As outlined in BobDaHacker’s publish, the safety researcher observed one thing unusual within the app’s API response when muting somebody: it offered their e mail handle. BobDaHacker then discovered that they may benefit from this vulnerability by sending a modified request to Lovense’s servers, tricking it into returning the goal consumer’s e mail handle.
BobDaHacker even developed a script that they are saying can convert somebody’s username into an e mail handle in lower than a second. “That is particularly unhealthy for cam fashions who share their usernames publicly however clearly don’t need their private emails uncovered,” BobDaHacker writes. To make issues worse, BobDaHacker later found that they may take over a consumer’s account with their e mail handle and an authentication token generated by Lovense.
BobDaHacker initially reported these vulnerabilities in partnership with the Web of Dongs, a gaggle that goals to make internet-connected intercourse toys safer. Nevertheless, the safety researcher says Lovense didn’t instantly repair the difficulty. As an alternative, Lovense claimed that the account takeover bug was mounted in April, though BobDaHacker mentioned it wasn’t, and {that a} repair for the e-mail leak subject would take 14 months to roll out.
“We additionally evaluated a sooner, one-month repair. Nevertheless, it might require forcing all customers to improve instantly, which might disrupt assist for legacy variations,” Lovense mentioned, in response to BobDaHacker. As famous by BobDaHacker, safety researchers reported the identical account takeover bug to Lovense in 2023, however the firm seems to have closed the bug with out truly fixing it.

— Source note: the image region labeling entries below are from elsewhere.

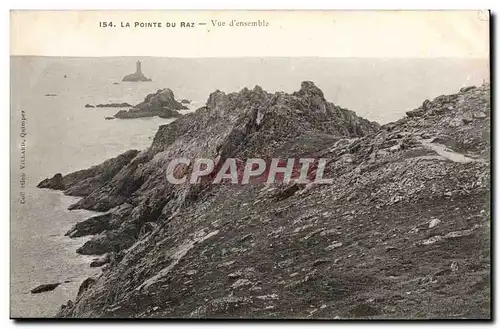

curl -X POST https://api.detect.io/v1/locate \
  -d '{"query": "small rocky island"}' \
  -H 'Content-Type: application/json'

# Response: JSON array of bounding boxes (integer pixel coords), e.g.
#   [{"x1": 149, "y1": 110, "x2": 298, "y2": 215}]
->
[
  {"x1": 115, "y1": 88, "x2": 187, "y2": 119},
  {"x1": 38, "y1": 81, "x2": 491, "y2": 319},
  {"x1": 122, "y1": 61, "x2": 152, "y2": 82}
]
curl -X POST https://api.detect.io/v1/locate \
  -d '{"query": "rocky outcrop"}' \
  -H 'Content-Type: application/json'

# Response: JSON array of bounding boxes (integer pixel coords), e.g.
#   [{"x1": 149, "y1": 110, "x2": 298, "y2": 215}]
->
[
  {"x1": 42, "y1": 82, "x2": 491, "y2": 319},
  {"x1": 115, "y1": 88, "x2": 187, "y2": 119},
  {"x1": 31, "y1": 282, "x2": 61, "y2": 294},
  {"x1": 95, "y1": 102, "x2": 132, "y2": 107},
  {"x1": 37, "y1": 150, "x2": 139, "y2": 200}
]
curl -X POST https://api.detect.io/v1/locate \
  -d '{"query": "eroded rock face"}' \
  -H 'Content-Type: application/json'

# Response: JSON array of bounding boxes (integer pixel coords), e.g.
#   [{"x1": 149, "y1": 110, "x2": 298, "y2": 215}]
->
[
  {"x1": 41, "y1": 82, "x2": 490, "y2": 319},
  {"x1": 37, "y1": 150, "x2": 139, "y2": 196},
  {"x1": 115, "y1": 88, "x2": 187, "y2": 119}
]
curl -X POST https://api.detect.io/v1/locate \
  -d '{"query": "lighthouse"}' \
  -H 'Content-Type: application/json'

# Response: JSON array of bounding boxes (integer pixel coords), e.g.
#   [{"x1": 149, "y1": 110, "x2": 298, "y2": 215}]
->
[{"x1": 122, "y1": 61, "x2": 151, "y2": 81}]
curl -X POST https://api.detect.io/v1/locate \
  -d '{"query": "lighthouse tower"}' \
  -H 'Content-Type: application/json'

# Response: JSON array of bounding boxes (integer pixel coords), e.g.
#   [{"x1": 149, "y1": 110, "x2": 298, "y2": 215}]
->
[{"x1": 135, "y1": 61, "x2": 142, "y2": 74}]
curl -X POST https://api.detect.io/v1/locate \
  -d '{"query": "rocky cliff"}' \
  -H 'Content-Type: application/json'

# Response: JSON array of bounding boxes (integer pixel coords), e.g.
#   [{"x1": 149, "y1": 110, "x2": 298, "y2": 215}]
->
[{"x1": 40, "y1": 82, "x2": 490, "y2": 319}]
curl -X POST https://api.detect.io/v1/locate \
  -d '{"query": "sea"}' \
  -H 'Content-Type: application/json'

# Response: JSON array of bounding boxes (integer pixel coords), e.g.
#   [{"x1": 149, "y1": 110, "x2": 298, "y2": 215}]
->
[{"x1": 10, "y1": 56, "x2": 489, "y2": 318}]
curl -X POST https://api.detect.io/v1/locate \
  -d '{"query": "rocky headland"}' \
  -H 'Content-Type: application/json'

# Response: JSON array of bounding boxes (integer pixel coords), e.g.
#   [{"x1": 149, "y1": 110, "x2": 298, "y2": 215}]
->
[
  {"x1": 39, "y1": 82, "x2": 491, "y2": 319},
  {"x1": 115, "y1": 88, "x2": 187, "y2": 119}
]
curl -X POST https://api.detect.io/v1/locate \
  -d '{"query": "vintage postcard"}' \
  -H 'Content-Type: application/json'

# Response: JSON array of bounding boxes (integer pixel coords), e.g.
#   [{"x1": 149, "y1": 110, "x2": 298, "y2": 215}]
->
[{"x1": 10, "y1": 10, "x2": 492, "y2": 320}]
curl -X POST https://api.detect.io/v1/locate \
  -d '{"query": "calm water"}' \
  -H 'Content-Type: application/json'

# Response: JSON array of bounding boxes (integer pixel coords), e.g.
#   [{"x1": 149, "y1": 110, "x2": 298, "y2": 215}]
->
[
  {"x1": 11, "y1": 59, "x2": 199, "y2": 317},
  {"x1": 11, "y1": 57, "x2": 488, "y2": 317}
]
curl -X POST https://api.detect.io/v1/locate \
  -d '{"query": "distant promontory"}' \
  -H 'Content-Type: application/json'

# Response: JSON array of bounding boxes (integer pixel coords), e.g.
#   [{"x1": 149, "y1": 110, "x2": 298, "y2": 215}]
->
[{"x1": 122, "y1": 61, "x2": 152, "y2": 82}]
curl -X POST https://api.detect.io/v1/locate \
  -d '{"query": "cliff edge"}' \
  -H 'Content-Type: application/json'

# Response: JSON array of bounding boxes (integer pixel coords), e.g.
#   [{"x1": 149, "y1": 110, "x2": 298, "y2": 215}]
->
[{"x1": 40, "y1": 82, "x2": 491, "y2": 319}]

In a press release to Bleeping Pc, Lovense says it has submitted an app replace “addressing the most recent vulnerabilities” to app shops. “The complete replace is anticipated to be pushed to all customers inside the subsequent week,” Lovense says. “As soon as all customers have up to date to the brand new model and we disable older variations, this subject might be fully resolved.” Lovense didn’t instantly reply to The Verge’s request for remark.